The Court looks to something called the “de facto” party exception. Think of it like the movie Wedding Crashers—Vince Vaughn's and Owen Wilson’s characters are not invited but they show up, blend in, and are treated as wedding guests based on their actions, despite their lack of familial or chummy relations. The Court then looks at all the actions taken by the PSB and BHC in regards to the question and concerns raised by McGuire. After looking at them, the Court sees that “McGuire’s claim to de facto-party status is persuasive” and “eminently reasonable” under these circumstances. Finding McGuire did indeed achieve “de facto” party status, the Court concluded that “she actively participated in the proceeding . . . [and] she had a strong, personal stake in the outcome.”

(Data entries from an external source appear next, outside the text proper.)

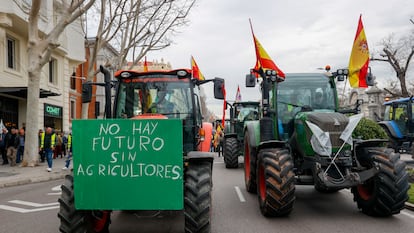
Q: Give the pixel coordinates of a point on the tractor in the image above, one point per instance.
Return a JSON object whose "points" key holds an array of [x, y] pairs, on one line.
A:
{"points": [[240, 112], [302, 138], [151, 152], [398, 122]]}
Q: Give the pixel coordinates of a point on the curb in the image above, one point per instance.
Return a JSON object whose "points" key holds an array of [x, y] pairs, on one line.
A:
{"points": [[409, 206], [31, 180]]}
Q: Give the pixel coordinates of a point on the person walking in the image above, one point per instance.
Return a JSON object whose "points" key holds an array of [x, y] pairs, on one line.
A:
{"points": [[47, 143], [20, 147], [41, 151], [12, 142], [58, 146], [64, 144], [3, 146], [69, 147]]}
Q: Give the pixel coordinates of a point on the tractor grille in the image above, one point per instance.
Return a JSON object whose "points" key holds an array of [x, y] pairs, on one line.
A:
{"points": [[328, 122]]}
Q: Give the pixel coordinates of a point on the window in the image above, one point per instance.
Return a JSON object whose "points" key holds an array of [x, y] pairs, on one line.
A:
{"points": [[12, 53], [73, 81], [53, 71], [72, 109]]}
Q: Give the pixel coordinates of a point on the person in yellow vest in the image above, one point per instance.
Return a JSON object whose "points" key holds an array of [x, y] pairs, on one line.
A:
{"points": [[69, 156], [47, 143], [218, 138]]}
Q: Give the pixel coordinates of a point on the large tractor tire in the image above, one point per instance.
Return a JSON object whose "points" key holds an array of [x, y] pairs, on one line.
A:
{"points": [[250, 161], [197, 198], [385, 193], [231, 153], [79, 221], [275, 182]]}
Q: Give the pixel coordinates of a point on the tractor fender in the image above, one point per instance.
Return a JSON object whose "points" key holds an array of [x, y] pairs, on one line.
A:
{"points": [[370, 143], [252, 128], [230, 135], [205, 145], [199, 156], [272, 144], [391, 128]]}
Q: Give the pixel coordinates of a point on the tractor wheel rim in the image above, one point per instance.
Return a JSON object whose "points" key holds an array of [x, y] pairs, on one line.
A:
{"points": [[262, 183], [365, 191], [247, 163]]}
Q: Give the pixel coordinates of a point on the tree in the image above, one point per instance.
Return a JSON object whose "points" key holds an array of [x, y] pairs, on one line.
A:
{"points": [[40, 47], [398, 54], [134, 28]]}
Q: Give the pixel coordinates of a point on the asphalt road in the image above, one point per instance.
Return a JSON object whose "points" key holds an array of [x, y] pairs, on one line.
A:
{"points": [[33, 208]]}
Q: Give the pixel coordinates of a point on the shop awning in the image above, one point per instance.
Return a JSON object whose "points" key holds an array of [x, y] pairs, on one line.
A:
{"points": [[22, 92]]}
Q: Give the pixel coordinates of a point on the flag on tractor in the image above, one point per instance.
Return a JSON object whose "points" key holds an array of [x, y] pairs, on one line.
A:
{"points": [[263, 60], [359, 60], [196, 71], [145, 64], [238, 95], [223, 120]]}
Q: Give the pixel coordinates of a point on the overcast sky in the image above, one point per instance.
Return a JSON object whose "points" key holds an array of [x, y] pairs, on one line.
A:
{"points": [[300, 36]]}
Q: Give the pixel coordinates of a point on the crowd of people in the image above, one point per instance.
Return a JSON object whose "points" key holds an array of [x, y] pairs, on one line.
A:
{"points": [[52, 145]]}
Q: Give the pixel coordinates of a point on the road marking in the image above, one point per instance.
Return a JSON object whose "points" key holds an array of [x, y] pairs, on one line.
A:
{"points": [[24, 211], [57, 189], [407, 214], [38, 206], [33, 204], [239, 194]]}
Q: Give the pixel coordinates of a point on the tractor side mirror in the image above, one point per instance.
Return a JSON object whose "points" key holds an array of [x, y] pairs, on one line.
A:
{"points": [[219, 88], [86, 92], [370, 79], [250, 80]]}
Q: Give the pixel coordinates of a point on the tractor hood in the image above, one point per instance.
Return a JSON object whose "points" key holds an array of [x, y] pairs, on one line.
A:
{"points": [[330, 129]]}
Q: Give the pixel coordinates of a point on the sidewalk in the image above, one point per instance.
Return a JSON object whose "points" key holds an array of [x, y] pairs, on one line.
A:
{"points": [[12, 176]]}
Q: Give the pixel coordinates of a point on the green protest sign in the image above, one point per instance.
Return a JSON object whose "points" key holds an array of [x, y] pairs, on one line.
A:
{"points": [[124, 164]]}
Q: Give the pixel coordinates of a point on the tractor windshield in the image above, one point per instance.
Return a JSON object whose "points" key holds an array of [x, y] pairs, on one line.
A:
{"points": [[303, 91], [166, 95], [312, 91]]}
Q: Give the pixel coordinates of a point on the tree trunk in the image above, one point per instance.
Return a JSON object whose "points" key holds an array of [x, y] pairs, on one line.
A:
{"points": [[31, 151], [403, 85], [85, 111]]}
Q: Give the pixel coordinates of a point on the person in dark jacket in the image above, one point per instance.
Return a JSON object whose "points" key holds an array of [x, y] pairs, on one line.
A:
{"points": [[47, 143], [12, 142], [3, 146], [20, 148]]}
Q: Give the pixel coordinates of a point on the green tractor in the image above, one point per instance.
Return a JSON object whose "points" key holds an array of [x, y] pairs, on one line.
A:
{"points": [[302, 138], [152, 155], [240, 112]]}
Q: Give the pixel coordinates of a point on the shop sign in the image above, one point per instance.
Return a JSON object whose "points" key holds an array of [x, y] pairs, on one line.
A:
{"points": [[53, 111]]}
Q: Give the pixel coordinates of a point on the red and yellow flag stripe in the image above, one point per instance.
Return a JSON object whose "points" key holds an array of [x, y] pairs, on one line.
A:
{"points": [[359, 60]]}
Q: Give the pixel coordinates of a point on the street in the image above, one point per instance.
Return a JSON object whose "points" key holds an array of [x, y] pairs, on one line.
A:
{"points": [[34, 208]]}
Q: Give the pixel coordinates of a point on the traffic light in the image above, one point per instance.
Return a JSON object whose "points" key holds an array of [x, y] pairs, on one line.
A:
{"points": [[86, 92], [370, 79]]}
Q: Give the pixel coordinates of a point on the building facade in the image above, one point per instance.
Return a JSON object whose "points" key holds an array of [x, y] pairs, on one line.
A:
{"points": [[56, 75]]}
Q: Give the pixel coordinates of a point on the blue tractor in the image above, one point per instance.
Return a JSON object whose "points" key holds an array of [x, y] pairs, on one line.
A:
{"points": [[398, 122]]}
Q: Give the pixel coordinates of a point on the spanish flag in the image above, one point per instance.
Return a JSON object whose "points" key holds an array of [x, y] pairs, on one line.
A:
{"points": [[263, 60], [196, 71], [359, 60], [145, 65]]}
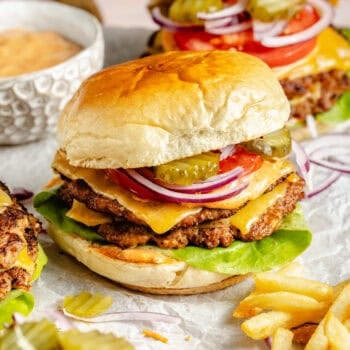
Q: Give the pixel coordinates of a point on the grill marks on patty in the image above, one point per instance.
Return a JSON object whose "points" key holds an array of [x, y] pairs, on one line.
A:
{"points": [[315, 93], [82, 192], [18, 230], [210, 228]]}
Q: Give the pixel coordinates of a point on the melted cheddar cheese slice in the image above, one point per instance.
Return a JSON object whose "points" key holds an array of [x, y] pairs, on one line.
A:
{"points": [[5, 200], [79, 212], [332, 51], [161, 217], [245, 218]]}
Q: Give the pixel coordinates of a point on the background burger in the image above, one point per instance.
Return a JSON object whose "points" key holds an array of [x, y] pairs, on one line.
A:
{"points": [[293, 37], [174, 173], [21, 257]]}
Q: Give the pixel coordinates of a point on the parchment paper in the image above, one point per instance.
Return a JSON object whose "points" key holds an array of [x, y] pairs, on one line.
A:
{"points": [[206, 319]]}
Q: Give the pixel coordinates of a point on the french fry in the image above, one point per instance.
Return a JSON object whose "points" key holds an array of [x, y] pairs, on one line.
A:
{"points": [[303, 333], [338, 288], [244, 310], [337, 334], [266, 324], [282, 339], [282, 301], [273, 282], [340, 309], [347, 324]]}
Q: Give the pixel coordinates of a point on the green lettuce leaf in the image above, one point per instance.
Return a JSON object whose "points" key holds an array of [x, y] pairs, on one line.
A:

While party goers may rejoice, the SCOV qualifies that its holding is: “limited to the specific set of facts in the record before us. We do not hold that any and all participants in such proceedings may attain party status without the need to formally move to intervene.” The factors that weighted in her favor were:
(1) McGuire is an adjoining landowner who was entitled to, and did, receive notice of BHC’s application;

(2) McGuire was not represented by counsel;

(3) the notice referred to those who had received it as “required parties,” and McGuire was on the list of “notified parties;”

(4) the notice laid out specific steps and timelines for McGuire to comment on the application, but did not reference her right to intervene and did not explain the distinction between “commenting” and actually “intervening” as a party, and did not describe the process and timelines for intervention;

(5) the Board responded to McGuire’s motions as if she were a party; and

(6) McGuire raised substantial issues that were central to the Board’s analysis.
Because the PSB erred in dismissing her motion for reconsideration solely because she lacked party status, the Court reverses and remands the issue back to the PSB.